R_test, Theta, Pi, ell, Gamma, W, paths, q_i, or output conventions are changed after output is inspected.W_i is equal or constant across channels.W_i differs independently of ordinary attenuation.Beyond the empirical core, the paper records transport classes. A history can recur or close under an equivalence relation. A recursive clock is a recurrent internal structure that carries a calibratable period.
sigma_{n+m} ~ sigma_n recursive closure over m steps
A transport history with no recurrent internal clock has zero recursive proper time in this bridge language:
dN_R = 0
d tau_R = T_R dN_R = 0
Recursive null transport is defined by effective losslessness, projected-norm preservation, and absence of a recurrent internal clock. Only after a local Lorentzian interval calibration is imported does the zero-recursive-proper-time class receive the familiar null-interval representation.
Gamma W -> 0
J_{n+1} = J_n
d tau_R = 0
imported calibration:
ds^2 = c^2 d tau_R^2 = c^2 dt^2 - dx^2
d tau_R = 0 => ds^2 = 0
The value of c, Lorentzian signature, electromagnetic polarisation,
gauge-field structure, and massless field equations are not derived in this
paper.
The non-null regime is where survival filtering becomes visibly selective. A trajectory passing through lower effective loss accumulates less loss and receives more represented weight after normalisation, subject to the locked preparation weights.
equal preparation:
p_i / p_j = exp(-A_i + A_j)
weighted preparation:
p_i / p_j = (q_i / q_j) exp(-A_i + A_j)
This is representation concentration, not primitive attraction. The phase-flow coefficient shapes the generated phase portrait; the survival-loss field filters the generated histories.
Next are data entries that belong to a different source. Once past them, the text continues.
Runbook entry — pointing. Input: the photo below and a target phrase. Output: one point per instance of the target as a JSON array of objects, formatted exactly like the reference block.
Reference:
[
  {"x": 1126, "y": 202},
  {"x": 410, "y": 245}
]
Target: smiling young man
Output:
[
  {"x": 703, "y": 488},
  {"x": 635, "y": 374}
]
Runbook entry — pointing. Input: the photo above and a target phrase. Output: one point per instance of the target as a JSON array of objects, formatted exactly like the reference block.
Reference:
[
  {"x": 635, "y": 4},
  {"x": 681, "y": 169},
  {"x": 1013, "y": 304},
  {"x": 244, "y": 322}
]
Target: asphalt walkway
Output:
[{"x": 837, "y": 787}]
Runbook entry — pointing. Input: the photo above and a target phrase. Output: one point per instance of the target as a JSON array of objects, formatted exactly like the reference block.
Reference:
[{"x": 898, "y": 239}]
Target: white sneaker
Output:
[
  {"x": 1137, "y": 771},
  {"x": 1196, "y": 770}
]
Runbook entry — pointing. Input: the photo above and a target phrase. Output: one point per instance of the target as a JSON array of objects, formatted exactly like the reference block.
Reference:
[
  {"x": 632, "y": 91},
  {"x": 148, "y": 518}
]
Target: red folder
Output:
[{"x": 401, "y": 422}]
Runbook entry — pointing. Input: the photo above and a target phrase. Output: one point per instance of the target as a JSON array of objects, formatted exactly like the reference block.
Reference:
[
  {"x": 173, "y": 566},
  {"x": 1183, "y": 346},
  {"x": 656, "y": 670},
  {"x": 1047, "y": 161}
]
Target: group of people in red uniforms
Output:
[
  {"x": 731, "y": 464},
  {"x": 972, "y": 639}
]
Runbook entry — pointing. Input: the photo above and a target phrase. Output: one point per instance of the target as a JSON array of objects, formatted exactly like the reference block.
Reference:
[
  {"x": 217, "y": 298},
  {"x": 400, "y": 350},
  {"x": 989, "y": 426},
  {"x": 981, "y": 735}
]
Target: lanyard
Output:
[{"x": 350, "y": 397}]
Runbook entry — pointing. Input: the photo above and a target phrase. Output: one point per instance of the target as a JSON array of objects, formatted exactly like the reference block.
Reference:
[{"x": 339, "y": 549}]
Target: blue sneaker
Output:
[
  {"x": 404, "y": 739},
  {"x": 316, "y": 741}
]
The paper locates RSG near transfer-matrix optics, attenuation models, non-Hermitian optics, exponential weighting, stochastic survival models, variational selection, entropy bookkeeping, and Surtea-style partition topology. The point is not that exponentials are new. The point is the specific generated-history, exposure-weighted, locked-output protocol.
Future constrained applications include photon time-of-flight delays, black-hole information flow, rotation-curve modelling, matter-sector readings, and cosmological or Landauer-style vacuum-energy comparisons. Version 1.4 keeps these outside the evidential core.
Bridge discipline. Every future application must supply its own state variables, calibration map, conservation law, bridge coefficient, observable, and falsifier before it can count as an empirical claim.
generated histories
-> locked phase projection
-> locked exposure-weighted accumulated loss
-> survival weight
-> prepared-count normalisation
-> represented output fraction
-> preregistered analogue comparison
G_i = exp(-A_i)
p_i = q_i G_i / sum_j q_j G_j
ln(p_i / p_j) = ln(q_i / q_j) - A_i + A_j
That is the heart of the v1.4 paper. Everything else is either explanatory scaffolding, operational protocol detail, or future bridge work.